More importantly, it is important to start budgeting and adjust your spending plans according to the prices of goods and services in the market. There are simple ways to achieve this:
- Track your daily expenses
- Get creative with your everyday spending
- Look for cheaper alternatives for appliances and clothes.
- Cut back on eating out or cancel the Netflix subscription you rarely use.
These seemingly insignificant costs that provide instant gratification, once controlled, can help you save in the long run and develop a smarter money control strategy.
Budgeting helps you outline a future retirement plan and analyze your future financial goals, and therefore, in real time, helps reduce the impact of rising costs on your income.
Invest for the long term
If you have the purchasing power to keep your money for a long period of time, long-term investment options may be exactly what you need. Stocks, bonds, and stock funds can potentially offer substantial returns on your initial investment. These are powered by the compounding principle and can easily add increasing value to your invested sum. However, not all long-term investments can make you a millionaire.
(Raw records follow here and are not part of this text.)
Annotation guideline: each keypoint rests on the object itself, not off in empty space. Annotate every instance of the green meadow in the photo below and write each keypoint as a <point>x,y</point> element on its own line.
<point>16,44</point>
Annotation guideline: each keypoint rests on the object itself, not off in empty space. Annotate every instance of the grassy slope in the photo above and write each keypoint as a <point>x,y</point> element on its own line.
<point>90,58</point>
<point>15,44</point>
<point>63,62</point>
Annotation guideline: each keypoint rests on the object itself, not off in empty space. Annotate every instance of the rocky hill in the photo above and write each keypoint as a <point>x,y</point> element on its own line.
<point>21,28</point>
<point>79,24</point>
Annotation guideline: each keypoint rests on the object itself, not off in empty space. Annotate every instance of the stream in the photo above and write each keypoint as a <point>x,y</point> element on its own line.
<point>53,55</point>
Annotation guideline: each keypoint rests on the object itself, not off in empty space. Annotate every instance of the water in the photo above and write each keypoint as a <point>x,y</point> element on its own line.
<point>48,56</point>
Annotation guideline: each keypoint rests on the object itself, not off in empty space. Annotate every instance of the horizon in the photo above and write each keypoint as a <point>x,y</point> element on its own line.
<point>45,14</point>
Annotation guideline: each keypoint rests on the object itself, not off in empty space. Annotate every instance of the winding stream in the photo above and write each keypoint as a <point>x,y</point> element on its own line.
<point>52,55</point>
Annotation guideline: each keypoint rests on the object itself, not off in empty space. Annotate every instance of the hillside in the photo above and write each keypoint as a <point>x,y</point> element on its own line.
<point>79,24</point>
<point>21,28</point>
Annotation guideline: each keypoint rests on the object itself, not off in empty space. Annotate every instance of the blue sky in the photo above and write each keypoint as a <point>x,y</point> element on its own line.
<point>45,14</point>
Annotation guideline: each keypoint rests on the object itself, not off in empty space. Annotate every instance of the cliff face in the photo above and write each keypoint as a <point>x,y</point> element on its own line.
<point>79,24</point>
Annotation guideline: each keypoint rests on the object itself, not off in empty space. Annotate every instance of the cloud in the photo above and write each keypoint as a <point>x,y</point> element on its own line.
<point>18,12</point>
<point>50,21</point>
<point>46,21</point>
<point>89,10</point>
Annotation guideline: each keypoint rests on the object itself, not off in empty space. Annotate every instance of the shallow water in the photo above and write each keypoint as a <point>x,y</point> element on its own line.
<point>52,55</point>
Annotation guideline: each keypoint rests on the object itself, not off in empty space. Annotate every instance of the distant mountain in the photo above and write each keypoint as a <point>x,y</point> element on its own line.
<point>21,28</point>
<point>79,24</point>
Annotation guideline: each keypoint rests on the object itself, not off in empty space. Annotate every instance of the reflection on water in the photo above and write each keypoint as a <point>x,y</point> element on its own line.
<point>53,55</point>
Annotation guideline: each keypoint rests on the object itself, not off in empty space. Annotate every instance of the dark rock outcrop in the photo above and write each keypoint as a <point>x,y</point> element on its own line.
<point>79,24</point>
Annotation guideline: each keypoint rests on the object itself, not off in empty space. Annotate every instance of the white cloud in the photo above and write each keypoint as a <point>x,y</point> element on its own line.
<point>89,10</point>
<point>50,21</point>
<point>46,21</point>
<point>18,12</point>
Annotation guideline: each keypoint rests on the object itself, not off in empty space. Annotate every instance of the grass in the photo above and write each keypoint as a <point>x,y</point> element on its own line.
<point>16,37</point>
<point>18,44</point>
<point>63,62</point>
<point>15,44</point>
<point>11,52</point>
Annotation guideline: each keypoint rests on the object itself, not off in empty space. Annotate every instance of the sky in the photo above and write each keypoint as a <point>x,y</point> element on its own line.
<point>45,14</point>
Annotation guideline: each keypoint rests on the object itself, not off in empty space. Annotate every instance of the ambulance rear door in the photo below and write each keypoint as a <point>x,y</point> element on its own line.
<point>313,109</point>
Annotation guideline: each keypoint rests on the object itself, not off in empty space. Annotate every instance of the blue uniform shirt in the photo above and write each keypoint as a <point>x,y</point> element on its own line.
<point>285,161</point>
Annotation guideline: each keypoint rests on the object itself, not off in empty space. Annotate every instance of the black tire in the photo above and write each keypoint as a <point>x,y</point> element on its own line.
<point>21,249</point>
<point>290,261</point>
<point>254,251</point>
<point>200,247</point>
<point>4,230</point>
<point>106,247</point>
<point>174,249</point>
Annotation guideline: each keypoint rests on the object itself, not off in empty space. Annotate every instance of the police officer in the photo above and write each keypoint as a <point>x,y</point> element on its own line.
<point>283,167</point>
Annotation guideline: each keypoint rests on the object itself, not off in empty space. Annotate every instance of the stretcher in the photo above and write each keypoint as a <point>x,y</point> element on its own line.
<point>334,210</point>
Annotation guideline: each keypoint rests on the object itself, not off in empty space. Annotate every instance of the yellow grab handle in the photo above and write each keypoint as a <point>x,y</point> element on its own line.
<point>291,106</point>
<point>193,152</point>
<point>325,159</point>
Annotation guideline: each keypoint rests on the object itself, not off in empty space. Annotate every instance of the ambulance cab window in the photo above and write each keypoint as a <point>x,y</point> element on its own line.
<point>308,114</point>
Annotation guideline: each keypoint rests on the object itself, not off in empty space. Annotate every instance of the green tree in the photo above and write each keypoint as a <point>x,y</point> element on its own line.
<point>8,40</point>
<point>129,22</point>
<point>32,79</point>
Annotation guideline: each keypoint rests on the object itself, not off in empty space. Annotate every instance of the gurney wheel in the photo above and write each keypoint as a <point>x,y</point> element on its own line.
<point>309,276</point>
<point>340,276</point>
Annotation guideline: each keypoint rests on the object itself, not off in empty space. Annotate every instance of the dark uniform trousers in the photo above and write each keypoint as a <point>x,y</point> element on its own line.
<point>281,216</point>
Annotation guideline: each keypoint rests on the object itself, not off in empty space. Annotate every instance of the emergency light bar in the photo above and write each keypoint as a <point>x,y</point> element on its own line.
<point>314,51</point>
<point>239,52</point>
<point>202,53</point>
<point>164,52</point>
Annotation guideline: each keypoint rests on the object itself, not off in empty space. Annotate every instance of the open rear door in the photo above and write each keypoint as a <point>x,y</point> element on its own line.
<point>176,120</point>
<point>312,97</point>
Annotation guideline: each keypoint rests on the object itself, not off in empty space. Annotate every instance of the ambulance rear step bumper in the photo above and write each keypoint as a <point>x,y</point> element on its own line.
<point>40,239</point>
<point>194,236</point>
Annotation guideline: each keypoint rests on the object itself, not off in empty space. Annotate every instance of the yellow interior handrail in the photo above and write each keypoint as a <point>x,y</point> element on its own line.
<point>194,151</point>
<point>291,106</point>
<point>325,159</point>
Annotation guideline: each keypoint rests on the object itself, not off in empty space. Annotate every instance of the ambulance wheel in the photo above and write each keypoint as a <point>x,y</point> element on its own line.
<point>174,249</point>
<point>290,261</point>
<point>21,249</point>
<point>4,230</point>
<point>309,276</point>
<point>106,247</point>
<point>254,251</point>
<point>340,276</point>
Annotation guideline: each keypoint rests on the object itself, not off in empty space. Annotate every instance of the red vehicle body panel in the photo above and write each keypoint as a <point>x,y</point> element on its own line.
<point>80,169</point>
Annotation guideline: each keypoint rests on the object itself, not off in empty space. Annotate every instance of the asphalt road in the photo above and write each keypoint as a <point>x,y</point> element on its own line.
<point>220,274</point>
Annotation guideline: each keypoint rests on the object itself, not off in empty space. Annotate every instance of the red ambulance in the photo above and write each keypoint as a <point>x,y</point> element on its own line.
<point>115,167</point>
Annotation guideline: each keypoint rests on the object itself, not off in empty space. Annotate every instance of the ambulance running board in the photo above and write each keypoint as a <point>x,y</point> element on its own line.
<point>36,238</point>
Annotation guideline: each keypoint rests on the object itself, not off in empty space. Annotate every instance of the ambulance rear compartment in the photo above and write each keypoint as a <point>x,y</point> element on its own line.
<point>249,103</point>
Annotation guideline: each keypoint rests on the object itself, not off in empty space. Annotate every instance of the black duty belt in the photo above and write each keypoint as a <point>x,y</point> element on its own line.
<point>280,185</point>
With investments that present higher risks and little collateral, consulting a professional and evaluating your financial goals is a must!
Look beyond PPFs and FDs
To ensure long-term financial stability and security, you need to send your money to work. Savings through PPF and FD are safe, but are they enough to beat inflation?
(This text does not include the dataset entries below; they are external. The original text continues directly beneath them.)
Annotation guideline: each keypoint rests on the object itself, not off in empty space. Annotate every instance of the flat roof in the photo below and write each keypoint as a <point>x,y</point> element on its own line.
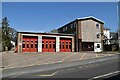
<point>46,33</point>
<point>91,17</point>
<point>106,29</point>
<point>84,18</point>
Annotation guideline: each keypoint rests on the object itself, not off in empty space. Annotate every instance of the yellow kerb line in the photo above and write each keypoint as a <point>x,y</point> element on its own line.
<point>66,58</point>
<point>96,55</point>
<point>49,74</point>
<point>82,56</point>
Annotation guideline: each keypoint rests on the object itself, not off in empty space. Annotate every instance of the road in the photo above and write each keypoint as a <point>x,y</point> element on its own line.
<point>92,71</point>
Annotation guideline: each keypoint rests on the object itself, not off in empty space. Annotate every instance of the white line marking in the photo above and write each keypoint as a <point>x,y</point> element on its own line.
<point>66,57</point>
<point>49,74</point>
<point>105,75</point>
<point>70,69</point>
<point>80,67</point>
<point>82,56</point>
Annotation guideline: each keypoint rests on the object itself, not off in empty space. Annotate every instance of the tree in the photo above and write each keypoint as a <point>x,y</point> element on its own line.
<point>8,34</point>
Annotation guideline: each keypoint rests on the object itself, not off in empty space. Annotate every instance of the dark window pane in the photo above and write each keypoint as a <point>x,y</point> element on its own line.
<point>31,45</point>
<point>53,45</point>
<point>50,46</point>
<point>27,45</point>
<point>66,46</point>
<point>23,45</point>
<point>36,46</point>
<point>98,45</point>
<point>46,46</point>
<point>42,45</point>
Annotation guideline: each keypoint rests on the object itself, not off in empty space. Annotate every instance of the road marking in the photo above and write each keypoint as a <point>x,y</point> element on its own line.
<point>105,75</point>
<point>66,57</point>
<point>1,69</point>
<point>109,54</point>
<point>70,68</point>
<point>96,55</point>
<point>26,61</point>
<point>82,56</point>
<point>47,59</point>
<point>49,74</point>
<point>79,67</point>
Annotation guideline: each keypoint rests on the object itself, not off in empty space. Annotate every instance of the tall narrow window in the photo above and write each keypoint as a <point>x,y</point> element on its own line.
<point>97,25</point>
<point>98,35</point>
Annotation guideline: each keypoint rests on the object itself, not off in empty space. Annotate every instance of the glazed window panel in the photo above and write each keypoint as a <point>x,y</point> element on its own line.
<point>23,45</point>
<point>27,45</point>
<point>31,45</point>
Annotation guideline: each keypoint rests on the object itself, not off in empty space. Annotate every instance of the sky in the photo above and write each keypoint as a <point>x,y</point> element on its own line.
<point>46,16</point>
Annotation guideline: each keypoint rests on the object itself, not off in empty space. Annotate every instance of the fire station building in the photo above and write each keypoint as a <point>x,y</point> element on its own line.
<point>44,42</point>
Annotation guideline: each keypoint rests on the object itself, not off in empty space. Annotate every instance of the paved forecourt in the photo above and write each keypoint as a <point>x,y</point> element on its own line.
<point>13,60</point>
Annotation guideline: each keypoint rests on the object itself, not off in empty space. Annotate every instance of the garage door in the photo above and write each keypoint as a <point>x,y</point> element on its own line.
<point>48,44</point>
<point>65,45</point>
<point>30,44</point>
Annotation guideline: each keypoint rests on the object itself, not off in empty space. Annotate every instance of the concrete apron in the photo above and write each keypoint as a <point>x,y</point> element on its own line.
<point>60,65</point>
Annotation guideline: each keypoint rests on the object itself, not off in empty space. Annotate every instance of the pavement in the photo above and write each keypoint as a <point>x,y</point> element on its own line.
<point>92,71</point>
<point>14,72</point>
<point>17,60</point>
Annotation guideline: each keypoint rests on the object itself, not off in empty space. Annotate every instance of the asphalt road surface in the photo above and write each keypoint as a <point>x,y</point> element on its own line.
<point>95,71</point>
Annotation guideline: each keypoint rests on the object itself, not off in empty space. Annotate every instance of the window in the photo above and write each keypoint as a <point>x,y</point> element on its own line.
<point>46,46</point>
<point>98,45</point>
<point>66,28</point>
<point>23,45</point>
<point>42,45</point>
<point>60,45</point>
<point>54,46</point>
<point>27,45</point>
<point>31,45</point>
<point>66,45</point>
<point>36,46</point>
<point>70,45</point>
<point>72,25</point>
<point>98,35</point>
<point>97,25</point>
<point>50,46</point>
<point>23,41</point>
Historically shown, FDs are not a way to build wealth, nor do they protect the average investor from inflation. The sad truth is that if your interest rate is lower than the country’s average inflation rate, then your purchasing power will be compromised and your investments will likely go to waste.
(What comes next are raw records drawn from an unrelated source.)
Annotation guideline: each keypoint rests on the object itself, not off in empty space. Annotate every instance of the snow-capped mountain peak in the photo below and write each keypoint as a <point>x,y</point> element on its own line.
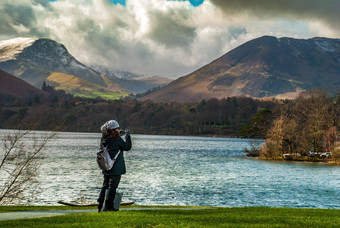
<point>10,48</point>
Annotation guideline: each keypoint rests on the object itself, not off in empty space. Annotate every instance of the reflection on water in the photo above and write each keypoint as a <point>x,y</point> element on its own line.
<point>177,170</point>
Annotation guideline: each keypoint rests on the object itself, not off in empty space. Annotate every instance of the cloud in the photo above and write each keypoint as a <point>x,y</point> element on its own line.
<point>161,37</point>
<point>317,10</point>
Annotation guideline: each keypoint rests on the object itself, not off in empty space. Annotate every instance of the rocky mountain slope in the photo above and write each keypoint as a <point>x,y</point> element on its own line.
<point>263,67</point>
<point>11,86</point>
<point>32,59</point>
<point>135,83</point>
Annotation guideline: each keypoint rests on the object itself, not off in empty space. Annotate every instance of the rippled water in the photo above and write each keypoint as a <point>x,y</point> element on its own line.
<point>177,170</point>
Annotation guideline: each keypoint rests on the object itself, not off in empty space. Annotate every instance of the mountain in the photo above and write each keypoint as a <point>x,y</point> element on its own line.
<point>133,82</point>
<point>34,60</point>
<point>263,67</point>
<point>11,86</point>
<point>79,87</point>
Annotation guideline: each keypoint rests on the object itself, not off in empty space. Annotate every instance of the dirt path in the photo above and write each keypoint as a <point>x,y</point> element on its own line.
<point>39,214</point>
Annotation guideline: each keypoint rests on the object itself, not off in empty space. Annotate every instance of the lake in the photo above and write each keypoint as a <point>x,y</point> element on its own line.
<point>181,170</point>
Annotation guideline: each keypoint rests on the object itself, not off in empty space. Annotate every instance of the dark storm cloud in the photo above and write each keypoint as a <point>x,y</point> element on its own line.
<point>324,10</point>
<point>168,30</point>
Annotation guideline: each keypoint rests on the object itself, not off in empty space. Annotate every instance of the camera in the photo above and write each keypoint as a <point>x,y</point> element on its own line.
<point>121,132</point>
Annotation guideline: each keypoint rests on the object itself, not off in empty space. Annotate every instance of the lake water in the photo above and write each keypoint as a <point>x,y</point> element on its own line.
<point>178,170</point>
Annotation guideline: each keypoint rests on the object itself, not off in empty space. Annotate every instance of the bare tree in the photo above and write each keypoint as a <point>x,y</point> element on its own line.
<point>21,157</point>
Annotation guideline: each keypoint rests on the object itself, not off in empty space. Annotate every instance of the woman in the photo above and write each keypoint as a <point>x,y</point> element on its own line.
<point>114,143</point>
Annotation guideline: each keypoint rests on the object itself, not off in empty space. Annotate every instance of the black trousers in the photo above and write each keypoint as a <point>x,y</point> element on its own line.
<point>111,183</point>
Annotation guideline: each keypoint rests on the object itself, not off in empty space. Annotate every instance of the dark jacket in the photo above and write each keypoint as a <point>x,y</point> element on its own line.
<point>113,147</point>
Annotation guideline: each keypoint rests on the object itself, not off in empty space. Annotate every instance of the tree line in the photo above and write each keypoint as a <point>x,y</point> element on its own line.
<point>304,128</point>
<point>59,111</point>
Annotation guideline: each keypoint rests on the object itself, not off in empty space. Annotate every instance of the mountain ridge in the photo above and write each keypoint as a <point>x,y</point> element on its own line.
<point>263,67</point>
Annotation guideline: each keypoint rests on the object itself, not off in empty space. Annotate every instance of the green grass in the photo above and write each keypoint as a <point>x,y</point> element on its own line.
<point>216,217</point>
Beating inflation requires looking beyond PPFs and FDs as investment options: You need to invest in stocks, mutual funds, real estate, gold, and exchange-traded funds (ETFs) to ensure you stay ahead.
Gold, historically, has been a beloved investment option for Indians. It is also a good deterrent against inflation. The yellow metal has seen a steady rise in value during tough times, the price of gold rose during Covid-19, making it the perfect investment asset.
In addition to the commonly invested physical gold, investors can also explore options such as digital gold, gold ETFs, and sovereign gold bonds, as well as silver to store their wealth.
Another investment option historically validated against the Indians is real estate. Real estate often acts as a hedge against inflation and allows owners and lessors to increase the value of their tangible assets, as well as rents, respectively.
There are two ways to invest in real estate: directly by purchasing a property or indirectly through real estate investment trusts (REITs). The latter is also an opportunity for small and medium investors to participate in the commercial real estate market.
Mutual funds and ETFs
Mutual funds and ETFs can be quite helpful in inflation-proofing your savings. Mutual funds and ETFs offer returns above the prevailing rate of inflation. However, they can be volatile in nature and offer higher risks. Mutual funds and ETFs are viable investment options available to new investors and allow you to invest in lump sums or through a SIP.
Highly liquid in nature, so if you have money nestled in your accounts that has no real use, starting a SIP as low as INR 500 can help keep you financially secure in the near future. Try to be mindful of your investments, if you are just starting out don’t hesitate to seek professional help.
The impact of inflation on the economy is never uniform but recurrent. Inflation is not likely to go away and relying on traditional forms of savings and investment will not be sustainable in the long run, especially with the ever-increasing demands and needs of our families and children.
To ensure you have the financial potential to afford the necessities and enjoy the luxuries of the modern world, it’s crucial that you embrace change and become more financially literate in order to save your hard-earned money.